Streptavidin Agarose Beads

Overview

Description

Streptavidin Agarose Beads is useful for the precipitation of biotinylated proteins. Recombinant streptavidin is immobilized via covalent binding of primary amino groups to N-hydroxysuccinimide (NHS)-activated agarose beads.

Tested applications

For coupling of proteins, antibodies, peptides and other molecules. Optimal amount should be determined by the end user.

Product Picture

Properties

Form

Beads in suspension (50% slurry), supplied in phosphate buffered saline (PBS) pH 7.4, with 0.02% sodium azide as preservatives.

Storage instruction

Store at 4°C. This product is stable for 12 months. Do not freeze. 

Beads Diameter

90 µm

Binding Capacity

>100nmol Free biotin

200μg Biotinylated antibody

(/mL beads slurry)

Applications

Application Image

Protocols

Additional information

 

• Streptavidin Agarose Beads should be resuspended well before used. 
•  Beads cannot be reused.

 

Procedure for binding biotinylated target directly.

 

A. Solutions and Reagents

NOTE: Prepare solutions with reverse osmosis deionized (RODI) or equivalent grade water.

 

1. Recommended coupling/washing buffers

protein/antibody samples: PBS buffer, pH7.4, nucleic acids samples: TES buffer

 

2. Elution buffer (only for biotinylated target purification): 8M Guanidine hydrochloride, pH1.5

 

B. Wash Streptavidin agarose beads

Calculate the amount of beads required based on their binding capacity (see the above Binding Capacity), and transfer the beads to a new tube.
 

1. Resuspend the beads in the vial (i.e. tilt and rotate for 5 min).

2. Transfer the desired volume of beads to a tube.

3. Add an equal volume of Washing buffer, or at least 1 mL, and mix (keep on a roller for at least 5 min).

4. Centrifuge the tube at 4000 g for 1 min and discard the supernatant.
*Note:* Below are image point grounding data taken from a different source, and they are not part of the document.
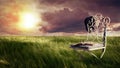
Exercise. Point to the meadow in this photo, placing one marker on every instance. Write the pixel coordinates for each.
(54, 52)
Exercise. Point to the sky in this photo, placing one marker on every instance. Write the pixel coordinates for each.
(56, 15)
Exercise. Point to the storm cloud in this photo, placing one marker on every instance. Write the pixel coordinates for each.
(60, 15)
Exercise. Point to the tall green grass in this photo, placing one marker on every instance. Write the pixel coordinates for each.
(54, 52)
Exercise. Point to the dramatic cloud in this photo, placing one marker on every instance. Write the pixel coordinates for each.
(58, 15)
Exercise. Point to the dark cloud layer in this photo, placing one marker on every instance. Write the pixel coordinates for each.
(64, 20)
(60, 15)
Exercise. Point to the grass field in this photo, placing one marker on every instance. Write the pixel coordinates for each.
(54, 52)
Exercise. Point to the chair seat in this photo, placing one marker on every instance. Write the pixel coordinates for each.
(87, 46)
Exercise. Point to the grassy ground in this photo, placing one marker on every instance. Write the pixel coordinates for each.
(54, 52)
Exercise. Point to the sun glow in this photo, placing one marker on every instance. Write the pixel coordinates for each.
(28, 20)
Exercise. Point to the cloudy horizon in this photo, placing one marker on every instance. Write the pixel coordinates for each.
(57, 15)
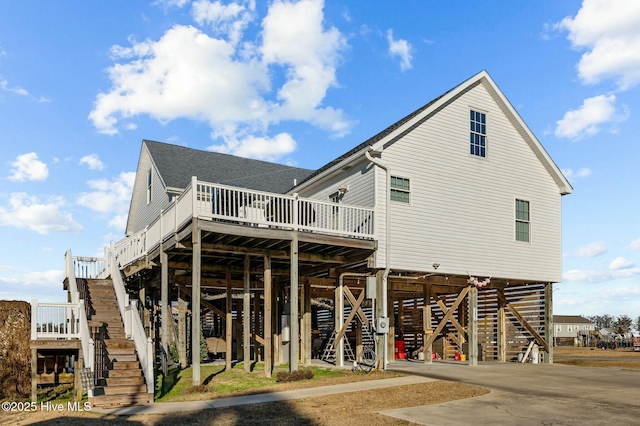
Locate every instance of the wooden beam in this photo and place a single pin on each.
(447, 316)
(246, 316)
(523, 322)
(268, 346)
(196, 325)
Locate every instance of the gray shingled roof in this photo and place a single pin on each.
(177, 164)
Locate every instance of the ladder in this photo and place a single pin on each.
(329, 353)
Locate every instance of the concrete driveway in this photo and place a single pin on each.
(529, 394)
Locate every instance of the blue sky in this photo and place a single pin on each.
(82, 83)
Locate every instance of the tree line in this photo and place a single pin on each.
(621, 324)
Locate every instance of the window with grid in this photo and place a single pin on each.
(400, 189)
(478, 135)
(523, 221)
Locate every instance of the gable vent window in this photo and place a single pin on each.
(149, 181)
(523, 221)
(400, 189)
(478, 134)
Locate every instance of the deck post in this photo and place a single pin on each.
(268, 301)
(293, 302)
(426, 324)
(548, 321)
(502, 324)
(34, 375)
(164, 312)
(473, 326)
(196, 326)
(182, 329)
(246, 317)
(339, 320)
(229, 323)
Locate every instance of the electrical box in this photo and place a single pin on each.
(383, 325)
(370, 289)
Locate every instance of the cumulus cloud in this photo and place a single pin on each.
(28, 212)
(400, 48)
(621, 263)
(589, 118)
(28, 167)
(110, 197)
(214, 75)
(93, 161)
(609, 31)
(579, 174)
(4, 85)
(590, 250)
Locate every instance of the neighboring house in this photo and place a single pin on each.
(572, 330)
(448, 224)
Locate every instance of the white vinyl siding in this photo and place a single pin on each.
(462, 210)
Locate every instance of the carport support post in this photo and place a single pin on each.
(268, 301)
(548, 321)
(229, 322)
(196, 325)
(473, 325)
(164, 309)
(246, 317)
(294, 325)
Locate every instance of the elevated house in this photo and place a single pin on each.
(440, 234)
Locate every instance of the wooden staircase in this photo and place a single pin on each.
(123, 382)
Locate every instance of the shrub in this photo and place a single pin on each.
(294, 376)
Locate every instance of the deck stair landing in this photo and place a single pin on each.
(124, 383)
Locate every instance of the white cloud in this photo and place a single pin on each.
(260, 147)
(400, 48)
(4, 85)
(590, 250)
(110, 197)
(228, 83)
(28, 212)
(610, 32)
(28, 167)
(581, 173)
(587, 120)
(93, 161)
(621, 263)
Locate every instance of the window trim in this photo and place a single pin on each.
(517, 220)
(400, 190)
(473, 132)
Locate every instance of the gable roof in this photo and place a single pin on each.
(396, 130)
(570, 319)
(176, 164)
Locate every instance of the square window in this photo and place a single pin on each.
(400, 189)
(478, 134)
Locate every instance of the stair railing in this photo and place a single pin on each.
(133, 327)
(83, 324)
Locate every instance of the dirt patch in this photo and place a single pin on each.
(15, 353)
(348, 408)
(561, 351)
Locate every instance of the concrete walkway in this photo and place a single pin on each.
(529, 394)
(174, 407)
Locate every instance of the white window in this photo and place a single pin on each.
(400, 189)
(523, 221)
(478, 134)
(149, 181)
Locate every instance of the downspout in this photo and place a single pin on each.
(387, 268)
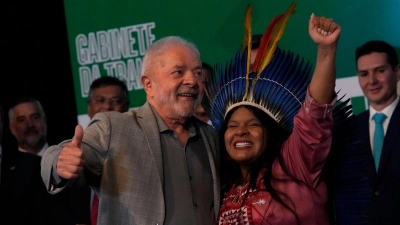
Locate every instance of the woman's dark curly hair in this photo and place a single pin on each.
(230, 170)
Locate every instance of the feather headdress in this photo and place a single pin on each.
(276, 83)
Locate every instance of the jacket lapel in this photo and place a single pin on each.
(391, 139)
(149, 126)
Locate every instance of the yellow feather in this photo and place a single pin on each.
(276, 36)
(247, 42)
5. Resuspend the washed beads in the same volume of washing buffer as the initial volume of beads taken from the vial (step 2).

 

C. Binding protein/antibody

1. Incubate the beads and biotinylated protein/antibody in PBS buffer (pH 7.4) for 30 min at room temperature using gentle rotation.

2. Centrifuge the protein/antibody-coated beads at 4000 g for 2–3 min and discard the supernatant.

3. Wash the coated beads 4–5 times in PBS containing 0.1% BSA.

4. Resuspend to the desired concentration for your application.

 

NOTE:

Elution of the biotinylated proteins that are bound to the Streptavidin Beads requires harsh conditions, such as boiling for 5 minutes with 8M guanidine•HCl, pH 1.5. Protein may leach from the beads with such conditions after centrifugation.